After all, magazines aren’t just sometimes expensive to buy. They’re expensive to make. Mustarde notes that, “the price of paper has gone up significantly in recent years and shipping out of the UK is much less simple since… [sigh] bloody Brexit.” The cost of paper has led to one factory having an effective monopoly on printing in the UK. However, the team at MagCulture have seen people getting print issues out with the help of fundraising platforms like Kickstarter: “We’ve stocked plenty of magazines who’ve found their way to our shelves through crowdfunding.” Gilmartin notes that publishing Channel as a print publication would not be possible without a combination of their personal financial privilege and the grants that the magazine has been given. The publication has also received Arts Council funding since 2021, which Gilmartin expresses gratitude for. However, she says, “There are considerable costs involved in print publishing – including the cost of printing itself, as well as the provision of contributor fees reflective of the time and skill that writers invest in their work – and until funding is available that can cover those costs as well as allowing us to pay ourselves for our own time, I think small publishers will always have to strike a difficult balance.” For many, like Gilmartin, this balance involves working on a print publication alongside other money-making endeavours. “Running Channel isn’t a full-time job, much as it might sometimes feel like one – it can’t be, because it doesn’t earn me a full-time income. For most of us involved in journal publishing, our work as publishers is by necessity one part of a multifaceted career.” 

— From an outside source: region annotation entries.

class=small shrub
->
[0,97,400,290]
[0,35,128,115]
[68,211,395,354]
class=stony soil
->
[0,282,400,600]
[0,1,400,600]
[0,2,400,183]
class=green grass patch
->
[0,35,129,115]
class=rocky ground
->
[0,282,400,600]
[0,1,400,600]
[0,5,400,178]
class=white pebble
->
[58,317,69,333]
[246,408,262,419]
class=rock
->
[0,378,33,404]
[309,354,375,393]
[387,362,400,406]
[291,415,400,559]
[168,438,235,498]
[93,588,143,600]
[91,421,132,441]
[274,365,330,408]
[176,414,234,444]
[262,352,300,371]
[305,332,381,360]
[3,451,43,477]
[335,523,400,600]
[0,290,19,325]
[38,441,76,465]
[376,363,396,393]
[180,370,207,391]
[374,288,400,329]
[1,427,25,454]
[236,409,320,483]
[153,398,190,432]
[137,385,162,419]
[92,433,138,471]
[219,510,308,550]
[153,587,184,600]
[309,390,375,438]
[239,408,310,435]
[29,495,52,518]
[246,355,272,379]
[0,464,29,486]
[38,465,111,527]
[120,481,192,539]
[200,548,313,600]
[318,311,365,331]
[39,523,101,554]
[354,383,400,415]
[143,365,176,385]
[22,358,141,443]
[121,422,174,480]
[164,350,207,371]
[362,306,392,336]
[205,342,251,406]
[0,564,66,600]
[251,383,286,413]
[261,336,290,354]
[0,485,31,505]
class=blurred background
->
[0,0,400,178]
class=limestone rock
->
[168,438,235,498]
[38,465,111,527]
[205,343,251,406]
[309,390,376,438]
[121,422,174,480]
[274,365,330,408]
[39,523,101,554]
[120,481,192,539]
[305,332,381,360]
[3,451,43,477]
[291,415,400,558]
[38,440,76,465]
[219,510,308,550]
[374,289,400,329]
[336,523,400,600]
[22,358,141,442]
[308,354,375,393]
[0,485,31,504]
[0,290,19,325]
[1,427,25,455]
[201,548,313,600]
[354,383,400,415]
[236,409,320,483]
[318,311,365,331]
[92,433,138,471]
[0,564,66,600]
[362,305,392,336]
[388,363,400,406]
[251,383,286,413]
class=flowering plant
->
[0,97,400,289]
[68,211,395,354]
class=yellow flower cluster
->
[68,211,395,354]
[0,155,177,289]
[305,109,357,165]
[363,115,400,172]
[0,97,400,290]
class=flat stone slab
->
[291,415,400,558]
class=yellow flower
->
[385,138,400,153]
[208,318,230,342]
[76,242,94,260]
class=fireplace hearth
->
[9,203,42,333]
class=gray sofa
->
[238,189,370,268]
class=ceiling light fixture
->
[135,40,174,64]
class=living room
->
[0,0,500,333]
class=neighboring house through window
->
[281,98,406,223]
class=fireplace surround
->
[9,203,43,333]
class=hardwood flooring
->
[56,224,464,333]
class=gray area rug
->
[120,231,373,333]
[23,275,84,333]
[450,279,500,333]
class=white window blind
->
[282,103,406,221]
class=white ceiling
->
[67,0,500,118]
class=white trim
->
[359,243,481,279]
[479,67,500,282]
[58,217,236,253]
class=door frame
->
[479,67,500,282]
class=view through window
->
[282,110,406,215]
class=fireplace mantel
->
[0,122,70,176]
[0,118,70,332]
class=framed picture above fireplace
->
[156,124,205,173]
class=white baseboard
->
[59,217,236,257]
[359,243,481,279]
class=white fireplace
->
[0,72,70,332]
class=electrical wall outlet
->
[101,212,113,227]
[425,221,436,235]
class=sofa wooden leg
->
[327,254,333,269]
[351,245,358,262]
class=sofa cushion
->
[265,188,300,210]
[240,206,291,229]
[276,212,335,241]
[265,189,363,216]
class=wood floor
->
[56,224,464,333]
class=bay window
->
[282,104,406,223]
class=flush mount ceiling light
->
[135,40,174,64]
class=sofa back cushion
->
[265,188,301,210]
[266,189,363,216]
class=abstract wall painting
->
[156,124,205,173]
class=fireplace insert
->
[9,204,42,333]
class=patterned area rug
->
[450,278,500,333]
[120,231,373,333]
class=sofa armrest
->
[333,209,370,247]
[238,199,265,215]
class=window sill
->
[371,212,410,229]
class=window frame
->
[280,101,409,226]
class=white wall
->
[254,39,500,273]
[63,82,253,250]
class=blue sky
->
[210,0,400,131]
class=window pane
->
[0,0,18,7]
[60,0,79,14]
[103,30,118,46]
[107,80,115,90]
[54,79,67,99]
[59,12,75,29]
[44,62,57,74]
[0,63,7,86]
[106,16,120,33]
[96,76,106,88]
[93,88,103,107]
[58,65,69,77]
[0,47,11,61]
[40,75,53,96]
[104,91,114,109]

Evidently, many people in print are exhausted. But there is a reason that young people such as Gilmartin continue to enter and alter this industry. In researching this piece I was repeatedly confronted with reasons to be positive. Hearing from Mustarde, Mitchell and Gilmartin gave me a feeling of inspired excitement about the future of print media. A sense of possibility. I felt an anticipation not, in fact, unlike the eager expectation of arriving home, settling onto the sofa and opening up a magazine.